Lily appeared right next to him inside the half-dug grave. She made a whimpering sound and the shackles on her wrists clanked as she fell forward. He caught her burnt body in his arms.
“Thank you,” she whispered. Relieved it was over, she placed her head on the man’s shoulder and took a few deep breaths. She could feel Rowan’s tattoo cooling her burns from the inside, and every breath she took loosened the pain a little more.
Rowan ran to the edge of the grave and knelt down. “Give her to me,” he demanded, reaching with his hands to take her.
The man held Lily to his chest, his arms reluctant with shock. The man was an Outlander, so Rowan repeated his order in Cherokee. The man started nodding, but still had to be coaxed into giving Lily over. When he did, she heard him saying one phrase over and over.
“What’s he saying?” she asked as Rowan carried her away from the grave.
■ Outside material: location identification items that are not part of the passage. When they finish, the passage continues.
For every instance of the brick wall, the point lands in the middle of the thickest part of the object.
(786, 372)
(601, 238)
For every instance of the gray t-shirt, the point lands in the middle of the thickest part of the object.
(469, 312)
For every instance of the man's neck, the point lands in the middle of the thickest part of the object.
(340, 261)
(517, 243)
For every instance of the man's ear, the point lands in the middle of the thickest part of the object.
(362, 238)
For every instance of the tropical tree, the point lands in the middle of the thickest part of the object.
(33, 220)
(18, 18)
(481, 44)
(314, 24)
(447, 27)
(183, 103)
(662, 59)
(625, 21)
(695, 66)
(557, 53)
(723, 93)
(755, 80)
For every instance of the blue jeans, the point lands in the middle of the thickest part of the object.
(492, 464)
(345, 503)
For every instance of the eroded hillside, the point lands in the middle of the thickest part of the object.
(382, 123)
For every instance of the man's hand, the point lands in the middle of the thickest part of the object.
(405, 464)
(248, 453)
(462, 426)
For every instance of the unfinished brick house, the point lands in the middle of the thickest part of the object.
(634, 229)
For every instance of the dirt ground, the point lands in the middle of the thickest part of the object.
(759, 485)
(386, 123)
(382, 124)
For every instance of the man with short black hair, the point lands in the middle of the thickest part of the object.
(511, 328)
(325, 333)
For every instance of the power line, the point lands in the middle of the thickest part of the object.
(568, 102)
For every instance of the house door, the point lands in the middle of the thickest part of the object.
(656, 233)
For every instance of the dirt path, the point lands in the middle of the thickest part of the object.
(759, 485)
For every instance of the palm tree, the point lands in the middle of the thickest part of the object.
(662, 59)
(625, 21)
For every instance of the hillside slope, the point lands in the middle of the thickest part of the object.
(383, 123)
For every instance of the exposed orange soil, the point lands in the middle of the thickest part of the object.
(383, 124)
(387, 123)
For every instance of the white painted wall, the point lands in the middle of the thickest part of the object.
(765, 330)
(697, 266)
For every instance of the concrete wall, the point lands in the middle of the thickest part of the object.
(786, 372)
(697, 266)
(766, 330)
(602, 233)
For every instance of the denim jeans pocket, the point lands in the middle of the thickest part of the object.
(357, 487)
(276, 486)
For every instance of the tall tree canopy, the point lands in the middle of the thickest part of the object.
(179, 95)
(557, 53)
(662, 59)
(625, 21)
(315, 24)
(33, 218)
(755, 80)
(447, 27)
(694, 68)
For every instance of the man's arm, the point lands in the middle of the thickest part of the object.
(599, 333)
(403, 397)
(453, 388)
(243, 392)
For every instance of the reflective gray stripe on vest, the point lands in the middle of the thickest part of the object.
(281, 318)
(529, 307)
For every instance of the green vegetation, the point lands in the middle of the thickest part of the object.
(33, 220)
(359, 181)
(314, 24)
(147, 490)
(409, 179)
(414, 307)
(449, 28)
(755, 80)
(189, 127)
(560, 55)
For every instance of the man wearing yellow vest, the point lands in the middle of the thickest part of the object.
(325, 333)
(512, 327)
“He said he felt you before he saw you,” he replied. He lowered his voice and put some distance between them and the rest of her mechanics. “He said that you were with him, and then he pointed at his chest.” Rowan’s tone was tight. “What does that mean?”
“You know what that means.”
“You possessed him.”
The word hung between them while Lily tried to decide if Rowan was censuring her or not. She refused to get defensive. “I took nothing from him. I even tried to comfort him a little, which is why I think he sensed me,” she said plainly. “There was no other way to jump us.”
He sighed and nodded. “Let’s just hope the rest of them don’t find out,” he said, and focused on her injuries. “These don’t look too bad.”
She gritted her teeth to keep the pain at bay as he peeked through one of the burn holes on her dress. “I want to speak with Alaric as soon as I can,” she said.
“I’ll see to it,” he replied.
Carrick had been riding hard for three days. The mount Lillian had given him was a tame Woven—part horse, part something with scales. It was called a runner. Carrick had no idea what the non-horse part was, and he hadn’t asked.
The runner’s dagger teeth and the reptilian feel of its bl
ack hide had made him a little hesitant at first, but it rode like a regular horse and he’d gotten the hang of it soon enough. The thing hadn’t needed food or water until that morning. Carrick had fed it a raccoon, which it swallowed whole, and then they’d been on their way. Efficient.
Carrick had left Lillian’s army on her orders and backtracked to find Alaric’s. As his silent mount picked over the trail, Carrick noticed how differently a city army traveled from an Outlander tribe. Lillian’s tightly packed army had trampled everything in their path, leaving a swath of dead bodies and spoiled land in their wake. The Outlander army fanned out, traveled lighter, and killed less and died less along the way. Carrick had to really look to find them as they slipped from hollow to vale, riding spread out by day and sleeping in their camouflage tents by night. But he was an Outlander like them. He knew how to look.
Yet as observant as Carrick was, the thing he was looking for had eluded him so far. Now that Lily was back in this world and had pledged to join Lillian, Carrick had been given his old orders again. Find the last bomb and dismantle it.
There used to be two. Now there was only one. Carrick had asked about the other, but Lillian hadn’t answered him.
He’d been annoyed that one of her other legmen had taken care of it, mostly because he guessed it had to be one of those pompous Walltop soldiers. Carrick was used to being looked at with distaste, whether it was for his stringy hair, his unnerving stare, or the blood under his fingernails that never seemed to entirely wash away before he found himself wrist deep in it again. But even the most squeamish sidestepping that was done to avoid crossing his path was done with a certain level of respect.